This is the second part of a series of two on Generative AI (GenAI), where the opportunities and limitations of applying GenAI in the legal world are discussed. The first part of this series can be found here.

Opportunities and Limitations

Thanks to the enormous amount of data Large Language Models (LLMs) are pre-trained on, decoder-only language models, which belong to the class of GenAI, offer unprecedented opportunities to digest large documents and extract relevant information from them either as summaries or as answers to questions. Moreover, the ability to interact with AI chatbots gives one the possibility to refine their response and thus zoom into and investigate specific topics covered in the documents interactively without having to read them. Also, their creativity and ability to produce coherent text given just a few hints is without parallel.

However, this creativity combined with the elevated, sophisticated writing at the same time poses a severe drawback, as two New York lawyers, who used an AI chatbot to write a motion, learned the hard way. The chatbot included fictional case-law and after the court found out, it fined the lawyers for acting in bad faith.
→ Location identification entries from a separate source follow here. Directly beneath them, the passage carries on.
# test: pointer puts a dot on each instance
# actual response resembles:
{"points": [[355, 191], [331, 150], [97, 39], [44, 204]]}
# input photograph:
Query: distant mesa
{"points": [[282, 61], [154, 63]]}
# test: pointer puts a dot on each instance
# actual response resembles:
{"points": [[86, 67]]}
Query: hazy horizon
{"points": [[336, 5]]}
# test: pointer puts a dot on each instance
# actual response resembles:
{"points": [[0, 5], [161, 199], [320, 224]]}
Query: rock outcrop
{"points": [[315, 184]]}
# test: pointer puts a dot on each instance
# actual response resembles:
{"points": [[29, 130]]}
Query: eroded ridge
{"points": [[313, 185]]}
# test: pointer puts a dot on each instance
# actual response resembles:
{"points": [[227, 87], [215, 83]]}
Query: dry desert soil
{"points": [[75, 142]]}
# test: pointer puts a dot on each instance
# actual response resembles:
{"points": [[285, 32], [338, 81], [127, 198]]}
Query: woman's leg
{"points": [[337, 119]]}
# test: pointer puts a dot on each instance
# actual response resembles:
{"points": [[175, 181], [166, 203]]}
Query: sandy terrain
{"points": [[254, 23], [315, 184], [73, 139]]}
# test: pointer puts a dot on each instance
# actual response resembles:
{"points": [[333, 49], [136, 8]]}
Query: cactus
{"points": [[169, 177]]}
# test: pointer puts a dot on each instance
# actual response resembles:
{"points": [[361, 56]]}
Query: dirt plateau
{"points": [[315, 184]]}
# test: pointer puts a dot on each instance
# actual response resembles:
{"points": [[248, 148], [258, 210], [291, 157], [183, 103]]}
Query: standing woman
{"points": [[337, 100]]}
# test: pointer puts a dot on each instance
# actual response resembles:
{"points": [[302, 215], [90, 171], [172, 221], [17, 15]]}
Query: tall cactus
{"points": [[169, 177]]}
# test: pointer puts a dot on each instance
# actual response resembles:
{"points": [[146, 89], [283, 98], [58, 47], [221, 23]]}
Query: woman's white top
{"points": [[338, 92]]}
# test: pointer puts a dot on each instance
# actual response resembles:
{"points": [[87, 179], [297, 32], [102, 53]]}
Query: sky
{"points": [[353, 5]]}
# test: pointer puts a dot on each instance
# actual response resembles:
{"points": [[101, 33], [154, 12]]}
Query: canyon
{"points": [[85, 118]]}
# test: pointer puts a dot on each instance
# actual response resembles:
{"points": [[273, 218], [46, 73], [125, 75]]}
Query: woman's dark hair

This tendency to hallucinate is an intrinsic property of decoder-only language models which are precisely trained to be creative and not repeat themselves (which was a serious problem with earlier generative AI models that frequently got stuck in sentence-level loops). Their unmatched creativity also means that similar questions can lead to vastly distinct answers. And even slight updates of a model, or different query histories (i.e., chat histories) can lead to different answers to the same question.

An additional limitation of GenAI models stems from their size and corresponding hunger for data. They have grown so big, that they can only be deployed on supercomputer infrastructure, provided by just a few global players. This compute power comes at a significant price tag for businesses and users of these GenAI models. This might be a consideration if and which models to deploy for any given task. Also, the data hunger means that everything available on the Internet is considered fit for training, including the queries put in by users and channelled to the central servers. For this reason, several corporations banned or limited the use of a well-known chatbot, according to a recent article in the Economist. Meanwhile, global cloud providers offer enterprise subscriptions that contractually provide that any data processed will not be used for the training of the generative AI models.

What does this mean for the legal world?

In the legal world there is need for both convergent and divergent thinking and analysis, depending on the context and goals. A task that requires divergent thinking, such as contract drafting, is best started using a LLM from the decoder-only (GenAI) branch:

Example 1: Please draft me a contract for purchasing shares… Response: <SPA draft>

Additional example questions that may require divergent thinking are:

Summarise the document in 200 words for me.

What is the main point of the document attached?

Could you draft an issues list with 4 columns […]?

A task that requires convergent thinking, such as extracting specific information from an agreement, is best carried out using a LLM from the encoder-only branch (say, using extractive Q&A):

Example 2: What is the monthly net rent in the attached lease agreement? Response: 20.000 USD.

Additional example questions that may require convergent thinking are:

Does the attached document contain personal information?

How many shares have been issued under the agreement and at what price?

What is the claimant’s name?

What is the address of the lease property?

If the task of Example 2 is being carried out by a decoder-only model instead, answers may vary from time to time (even with the same input data and prompts, due to the generative character of these models). Also, answers always deliver a flood of additional information as GenAI is conversational by design. To mitigate errors and ensure consistency in quality of outcomes, appropriate safeguards and constraints have to be implemented through prompt engineering. Here are a few best practises provided by Databricks, a software company, to accomplish this:

  • Use clear, concise prompts, which may include an instruction, context (if needed), a user query or input, and a description of the desired output type or format.
  • Provide examples in your prompt (few-shot learning) to help the LLM to understand what you want.
  • Tell the model how to behave, such as telling it to admit if it cannot answer a question.
  • Tell the model to think step-by-step or explain its reasoning.

Besides prompt engineering, another means to improve and customize a model’s performance is to incorporate your own data through Retrieval Augmented Generation (RAG). In this approach, the most relevant pieces of information for the task at hand are first retrieved from a private document repository, using a search engine, and then injected into the prompt. This domain-specific context provides the GenAI model with additional information that can be used for a more accurate and contextually relevant response, and thus give you a strategic edge.

GenAI will certainly be an important and very helpful addition to the automation toolbox of the legal profession. Yet, it will only be one instrument among many. As with any automation, GenAI will need to be integrated into the workflows to unlock its full potential.